Come se le ragioni igienico sanitarie non esistessero per le persone adulte prive della possibilità di un alloggio e come se l’interesse di un fornitore di servizi avesse una rilevanza costituzionale maggiore delle esigenze igienico sanitarie.
È evidente che proprio il comma 1 quater si oppone all’art. 3 della Costituzione, in quanto contrasta con il principio di ragionevolezza e non contraddittorietà.
In altri termini, la norma in commento costituisce una pericolosa deroga ai principi costituzionali, anche nella parte in cui prevede una clausola di salvaguardia per alcuni soggetti arbitrariamente definiti fragili per poi conservare la propria forza prescrittiva per tutti i cittadini non rientranti nelle fragilità individuate dal legislatore.

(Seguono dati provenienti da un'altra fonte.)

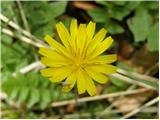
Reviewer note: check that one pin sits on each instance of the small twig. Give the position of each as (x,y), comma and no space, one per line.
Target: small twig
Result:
(126,79)
(140,108)
(23,16)
(94,98)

È per tali ragioni che richiedere il rispetto della deroga prevista dall’art. 5 costituisce un grave autogol.
Infatti ciò vorrebbe dire abbandonare una posizione di critica integrale della disposizione incriminata, finalizzata al suo completo superamento, per ripiegare su una acritica battaglia perpetrata in difesa solo di alcuni.
Con il duplice risultato di suffragare l’operatività della norma discriminatoria e creare fratture nel campo di coloro che, senza distinzioni, dovrebbero essere destinatari di politiche universali per la tutela del diritto alla casa.
Fermo quanto sopra, una proposta di applicazione del comma 1 quater dell’art. 5 può acquisire una sua utilità solamente nell’ottica di una regolamentazione transitoria e a fronte dell’impegno del Sindaco di portare le istanze di abrogazione dell’articolo 5 del piano Casa Renzi Lupi presso L’ANCI, il Parlamento ed il Governo.
Quanto sopra detto potrebbe rappresentare un riconoscimento solo temporaneo di “concessione” parziale dei diritti, in vista dell’integrale abrogazione di una normativa discriminatoria e incostituzionale.